The son also referred to a picture he has of his father, David Yankey Sr., holding a glass of champagne in hand, celebrating the day he became a U.S. citizen. The family had planned to do so together. Academics and football made David Jr., put it on hold. He intended to take his citizenship test this fall. Why not? He had all the time in the world. "I didn't talk to him about it," Yankey said of his father's naturalization, "but it did mean a lot to him, after working here for so long. He was really eager for me to do it as well."

When his father passed away last September, Yankey found out, as we all do at a certain age, that we don't have all the time in the world. He intends to take the citizenship test this year. First, it was decision time. In mid-January, Yankey decided to leave school and enter the 2014 draft, releasing a statement that said, "The decision was not easy. I have loved my time at Stanford and am a proud member of Nerd Nation. I am humbled at the prospect of joining a long list of Stanford alumni currently playing in the NFL.

"I want to thank everyone at Stanford for their unwavering support throughout my four years.
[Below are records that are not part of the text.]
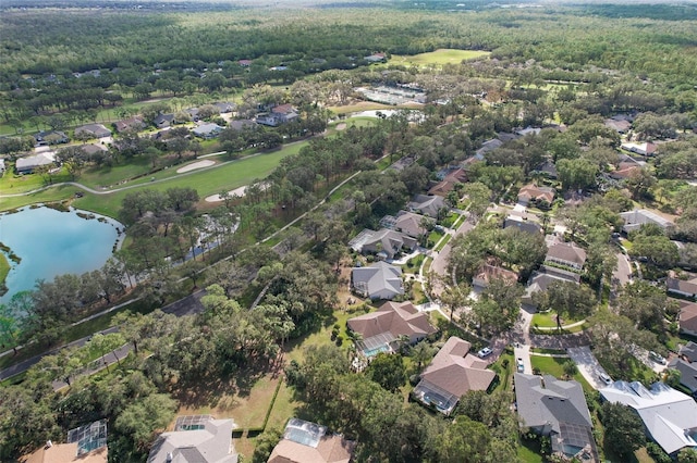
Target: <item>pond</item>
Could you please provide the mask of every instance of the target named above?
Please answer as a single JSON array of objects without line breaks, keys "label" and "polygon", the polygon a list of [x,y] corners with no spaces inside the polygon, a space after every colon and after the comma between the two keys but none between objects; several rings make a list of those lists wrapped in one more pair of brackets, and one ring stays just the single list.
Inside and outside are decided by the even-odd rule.
[{"label": "pond", "polygon": [[[5,280],[12,295],[33,289],[37,279],[50,281],[57,275],[83,274],[101,267],[124,235],[119,222],[71,209],[60,212],[46,207],[24,208],[0,215],[0,242],[21,259],[13,262]],[[7,251],[5,248],[5,251]]]}]

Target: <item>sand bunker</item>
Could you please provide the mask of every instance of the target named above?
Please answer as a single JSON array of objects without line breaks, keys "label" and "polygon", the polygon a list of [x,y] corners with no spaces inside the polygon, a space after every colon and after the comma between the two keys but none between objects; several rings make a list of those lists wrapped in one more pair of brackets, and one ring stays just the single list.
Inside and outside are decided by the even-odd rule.
[{"label": "sand bunker", "polygon": [[207,159],[205,161],[198,161],[198,162],[195,162],[193,164],[188,164],[188,165],[185,165],[183,167],[178,168],[176,173],[178,174],[183,174],[184,172],[195,171],[197,168],[210,167],[215,163],[216,163],[216,161],[211,161],[209,159]]}]

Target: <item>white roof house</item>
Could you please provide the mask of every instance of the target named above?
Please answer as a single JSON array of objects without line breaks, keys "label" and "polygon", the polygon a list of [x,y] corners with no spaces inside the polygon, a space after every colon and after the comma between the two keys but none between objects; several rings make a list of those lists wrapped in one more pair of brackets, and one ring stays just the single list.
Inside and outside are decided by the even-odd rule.
[{"label": "white roof house", "polygon": [[655,212],[646,209],[635,209],[634,211],[627,211],[620,213],[620,216],[624,221],[622,232],[629,233],[641,228],[644,224],[656,224],[663,229],[674,226],[671,221],[663,218]]},{"label": "white roof house", "polygon": [[663,383],[647,389],[641,383],[614,381],[600,389],[609,402],[623,403],[641,417],[647,434],[668,454],[697,448],[697,402]]},{"label": "white roof house", "polygon": [[404,293],[402,268],[386,262],[369,267],[355,267],[351,272],[354,290],[370,299],[392,299]]},{"label": "white roof house", "polygon": [[232,445],[232,420],[209,415],[181,416],[174,431],[162,433],[150,450],[148,463],[237,463]]}]

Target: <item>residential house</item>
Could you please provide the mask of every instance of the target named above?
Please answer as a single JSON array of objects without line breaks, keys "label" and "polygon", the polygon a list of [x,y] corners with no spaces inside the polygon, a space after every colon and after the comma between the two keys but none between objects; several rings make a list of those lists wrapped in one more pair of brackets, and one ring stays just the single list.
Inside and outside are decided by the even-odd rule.
[{"label": "residential house", "polygon": [[617,134],[626,134],[632,128],[632,123],[624,118],[607,118],[604,126],[615,130]]},{"label": "residential house", "polygon": [[[680,315],[677,323],[680,331],[686,335],[697,336],[697,304],[682,300],[678,302]],[[697,362],[697,358],[693,360],[693,362]]]},{"label": "residential house", "polygon": [[47,441],[22,456],[21,463],[107,463],[107,421],[101,420],[68,431],[66,443]]},{"label": "residential house", "polygon": [[580,272],[586,263],[586,251],[573,242],[558,242],[547,250],[545,262],[563,265]]},{"label": "residential house", "polygon": [[348,318],[346,326],[360,335],[357,347],[366,356],[390,352],[400,336],[407,336],[415,345],[437,329],[428,314],[419,312],[412,302],[386,302],[376,312]]},{"label": "residential house", "polygon": [[384,53],[372,53],[368,57],[365,57],[364,60],[369,63],[386,63],[388,61],[388,55]]},{"label": "residential house", "polygon": [[547,291],[547,288],[554,281],[571,281],[578,285],[580,275],[575,272],[568,272],[557,267],[542,265],[539,272],[533,272],[528,280],[525,295],[521,298],[521,303],[528,310],[535,311],[537,303],[533,295],[538,291]]},{"label": "residential house", "polygon": [[157,438],[148,463],[236,463],[232,420],[210,415],[180,416],[173,431]]},{"label": "residential house", "polygon": [[622,232],[627,234],[641,228],[641,225],[644,224],[656,224],[664,230],[675,226],[675,224],[668,218],[663,218],[659,214],[646,209],[635,209],[633,211],[621,212],[620,216],[624,221]]},{"label": "residential house", "polygon": [[668,292],[686,298],[697,298],[697,277],[693,276],[690,279],[677,279],[669,276],[665,279],[665,286],[668,287]]},{"label": "residential house", "polygon": [[268,463],[350,463],[355,447],[356,442],[330,434],[327,426],[291,418]]},{"label": "residential house", "polygon": [[233,129],[233,130],[244,130],[246,128],[253,128],[256,127],[256,123],[252,120],[248,118],[243,118],[243,120],[234,120],[234,121],[230,121],[230,123],[228,124],[228,127]]},{"label": "residential house", "polygon": [[502,268],[497,265],[482,264],[472,278],[474,288],[487,288],[492,279],[503,279],[508,285],[515,285],[518,280],[518,274],[510,270]]},{"label": "residential house", "polygon": [[39,132],[34,136],[34,139],[38,146],[61,145],[70,141],[68,135],[59,130]]},{"label": "residential house", "polygon": [[668,363],[669,368],[680,372],[680,384],[689,389],[689,392],[697,395],[697,362],[688,362],[680,358],[675,358]]},{"label": "residential house", "polygon": [[626,141],[622,143],[622,149],[641,155],[652,155],[656,154],[657,146],[650,141],[645,141],[643,143]]},{"label": "residential house", "polygon": [[646,434],[669,455],[697,447],[697,403],[689,396],[664,383],[647,389],[641,383],[622,380],[599,392],[603,400],[632,408],[644,422]]},{"label": "residential house", "polygon": [[197,137],[200,138],[216,138],[223,130],[223,127],[219,126],[216,123],[201,124],[198,127],[192,130]]},{"label": "residential house", "polygon": [[227,114],[227,113],[231,113],[235,110],[235,108],[237,108],[237,105],[235,103],[229,103],[229,102],[218,102],[218,103],[213,103],[213,107],[218,108],[218,110],[220,111],[221,114]]},{"label": "residential house", "polygon": [[462,167],[458,167],[450,172],[442,180],[431,187],[428,193],[442,196],[444,198],[449,192],[454,190],[457,185],[464,184],[465,182],[467,182],[467,173]]},{"label": "residential house", "polygon": [[56,162],[56,154],[52,152],[42,152],[26,158],[17,158],[14,163],[14,170],[17,174],[30,174],[41,166],[52,166]]},{"label": "residential house", "polygon": [[476,159],[477,161],[484,161],[485,154],[487,154],[489,151],[493,151],[497,148],[500,148],[502,145],[503,141],[498,138],[487,140],[481,143],[481,147],[475,152],[474,159]]},{"label": "residential house", "polygon": [[541,235],[542,226],[535,221],[528,221],[518,215],[509,215],[503,221],[503,228],[517,228],[530,235]]},{"label": "residential house", "polygon": [[279,104],[271,108],[271,112],[258,114],[257,124],[268,125],[271,127],[295,121],[299,115],[292,104]]},{"label": "residential house", "polygon": [[677,351],[677,355],[688,363],[697,362],[697,342],[689,341]]},{"label": "residential house", "polygon": [[579,383],[523,373],[514,378],[522,427],[549,437],[552,453],[582,462],[599,461],[592,420]]},{"label": "residential house", "polygon": [[[372,232],[372,230],[369,230]],[[359,247],[353,249],[357,252],[370,252],[380,259],[394,259],[403,249],[413,251],[418,246],[418,240],[400,232],[382,228],[371,234],[366,234]]]},{"label": "residential house", "polygon": [[157,117],[152,120],[152,124],[157,128],[166,128],[174,125],[174,114],[158,114]]},{"label": "residential house", "polygon": [[432,218],[424,215],[415,214],[413,212],[400,211],[394,217],[392,229],[418,239],[423,235],[428,233],[428,229],[424,227],[425,222],[429,222],[435,225]]},{"label": "residential house", "polygon": [[440,196],[416,195],[406,208],[412,212],[437,218],[443,209],[448,209],[445,200]]},{"label": "residential house", "polygon": [[531,201],[551,204],[552,201],[554,201],[554,188],[538,187],[534,184],[525,185],[518,191],[518,202],[523,205],[527,205]]},{"label": "residential house", "polygon": [[129,117],[123,121],[118,121],[113,124],[119,134],[125,130],[143,130],[146,125],[138,116]]},{"label": "residential house", "polygon": [[448,339],[420,375],[412,397],[450,415],[460,398],[470,390],[487,390],[496,373],[487,362],[469,353],[472,345],[456,336]]},{"label": "residential house", "polygon": [[105,138],[111,137],[111,130],[101,124],[87,124],[75,129],[75,137],[85,136],[86,138]]},{"label": "residential house", "polygon": [[354,267],[351,271],[351,284],[364,298],[391,300],[404,293],[402,268],[377,262],[367,267]]}]

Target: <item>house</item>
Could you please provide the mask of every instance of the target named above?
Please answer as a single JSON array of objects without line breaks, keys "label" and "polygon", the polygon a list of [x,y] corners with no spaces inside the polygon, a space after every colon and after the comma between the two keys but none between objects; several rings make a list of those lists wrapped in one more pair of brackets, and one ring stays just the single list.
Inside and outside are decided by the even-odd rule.
[{"label": "house", "polygon": [[424,215],[415,214],[413,212],[400,211],[394,217],[393,229],[411,236],[412,238],[419,238],[424,234],[428,233],[428,229],[424,227],[425,222],[429,222],[435,225],[432,218],[425,217]]},{"label": "house", "polygon": [[[367,234],[366,232],[371,233]],[[416,238],[388,228],[382,228],[378,232],[364,232],[364,239],[353,246],[356,252],[370,252],[377,254],[380,259],[394,259],[402,249],[413,251],[418,246]]]},{"label": "house", "polygon": [[680,358],[689,363],[697,362],[697,343],[689,341],[677,351]]},{"label": "house", "polygon": [[484,161],[484,157],[486,153],[488,153],[489,151],[496,150],[502,145],[503,145],[503,141],[499,140],[498,138],[487,140],[484,143],[481,143],[481,147],[475,152],[474,159],[476,159],[477,161]]},{"label": "house", "polygon": [[515,285],[518,280],[518,274],[497,265],[484,264],[472,278],[472,286],[484,289],[496,278],[503,279],[508,285]]},{"label": "house", "polygon": [[579,383],[516,373],[515,402],[521,426],[550,439],[552,453],[598,462],[592,420]]},{"label": "house", "polygon": [[219,126],[216,123],[208,123],[208,124],[201,124],[198,127],[194,128],[192,130],[192,134],[194,134],[197,137],[200,138],[216,138],[221,132],[223,130],[223,127]]},{"label": "house", "polygon": [[448,208],[445,200],[440,196],[416,195],[412,201],[406,204],[412,212],[418,212],[423,215],[437,218],[442,209]]},{"label": "house", "polygon": [[66,443],[50,440],[21,463],[107,463],[107,421],[101,420],[68,431]]},{"label": "house", "polygon": [[617,134],[626,134],[632,128],[632,122],[624,118],[607,118],[604,126],[615,130]]},{"label": "house", "polygon": [[360,335],[356,345],[366,356],[392,351],[400,336],[407,336],[409,345],[415,345],[438,330],[428,314],[409,301],[386,302],[376,312],[350,318],[346,326]]},{"label": "house", "polygon": [[14,170],[17,174],[30,174],[41,166],[52,166],[56,162],[56,154],[52,152],[42,152],[26,158],[17,158],[14,163]]},{"label": "house", "polygon": [[83,135],[85,138],[105,138],[111,137],[111,130],[101,124],[87,124],[75,129],[75,137],[82,137]]},{"label": "house", "polygon": [[157,117],[152,120],[152,124],[157,128],[166,128],[174,125],[174,114],[158,114]]},{"label": "house", "polygon": [[646,209],[635,209],[633,211],[621,212],[620,217],[624,221],[622,232],[627,234],[641,228],[641,225],[644,224],[656,224],[664,230],[675,226],[675,224],[668,218],[663,218],[659,214]]},{"label": "house", "polygon": [[231,113],[235,110],[235,108],[237,108],[235,103],[229,103],[229,102],[213,103],[213,107],[218,108],[221,114]]},{"label": "house", "polygon": [[402,268],[378,262],[368,267],[354,267],[351,271],[351,284],[364,298],[391,300],[404,293]]},{"label": "house", "polygon": [[517,228],[530,235],[540,235],[542,227],[535,221],[528,221],[517,215],[509,215],[503,221],[503,228]]},{"label": "house", "polygon": [[677,370],[680,384],[689,389],[693,396],[697,393],[697,363],[675,358],[668,363],[668,367]]},{"label": "house", "polygon": [[580,272],[586,263],[586,251],[573,242],[558,242],[547,250],[545,262],[563,265]]},{"label": "house", "polygon": [[269,113],[258,114],[256,120],[257,124],[276,127],[295,121],[298,116],[292,104],[279,104],[278,107],[271,108],[271,112]]},{"label": "house", "polygon": [[34,136],[34,139],[38,146],[60,145],[70,141],[68,135],[59,130],[39,132]]},{"label": "house", "polygon": [[180,416],[174,430],[157,438],[148,463],[236,463],[232,420],[210,415]]},{"label": "house", "polygon": [[412,397],[450,415],[460,398],[470,390],[487,390],[496,373],[487,362],[469,353],[472,345],[452,336],[421,373]]},{"label": "house", "polygon": [[437,195],[444,198],[455,189],[456,185],[464,184],[465,182],[467,182],[467,173],[462,167],[458,167],[450,172],[442,180],[431,187],[431,189],[428,190],[428,195]]},{"label": "house", "polygon": [[686,298],[697,297],[697,278],[685,280],[669,276],[665,278],[665,286],[668,287],[668,292],[684,296]]},{"label": "house", "polygon": [[[686,335],[697,336],[697,304],[694,302],[678,301],[680,302],[680,315],[678,326],[680,331]],[[697,361],[697,356],[693,362]]]},{"label": "house", "polygon": [[146,125],[138,116],[133,116],[123,121],[118,121],[113,124],[117,132],[120,134],[125,130],[143,130]]},{"label": "house", "polygon": [[533,272],[533,275],[530,275],[527,288],[525,288],[525,295],[521,298],[523,306],[528,310],[536,310],[537,303],[535,303],[533,295],[538,291],[547,291],[547,288],[554,281],[571,281],[578,285],[580,275],[575,272],[542,265],[540,272]]},{"label": "house", "polygon": [[537,185],[525,185],[518,191],[518,202],[523,205],[528,204],[530,201],[540,202],[545,201],[551,204],[554,201],[554,188],[552,187],[538,187]]},{"label": "house", "polygon": [[228,124],[228,128],[240,132],[247,128],[254,128],[256,127],[256,125],[257,124],[252,120],[242,118],[242,120],[230,121],[230,123]]},{"label": "house", "polygon": [[632,141],[626,141],[621,145],[623,150],[631,151],[633,153],[641,154],[641,155],[652,155],[656,153],[657,146],[651,143],[650,141],[645,141],[643,143],[634,143]]},{"label": "house", "polygon": [[631,406],[644,422],[646,434],[669,455],[697,447],[697,403],[664,383],[647,389],[641,383],[614,381],[599,390],[603,400]]},{"label": "house", "polygon": [[291,418],[268,463],[350,463],[355,447],[356,442],[329,434],[327,426]]},{"label": "house", "polygon": [[365,57],[364,60],[369,63],[384,63],[388,61],[388,55],[384,53],[372,53],[368,57]]}]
Coming here was an incredible opportunity and everyone on campus - from professors and coaches to support staff and fans - have demonstrated why this place is so special."

CAREER NOTES

Yankey started all but the first two of the 42 games he appeared in for Stanford, lining up at left guard for 26 of those starting assignments and at left tackle in the 14 others…Finished with an average of 8.45 knockdowns (338) and 1.3 touchdown-resulting blocks (52) while in the starting lineup.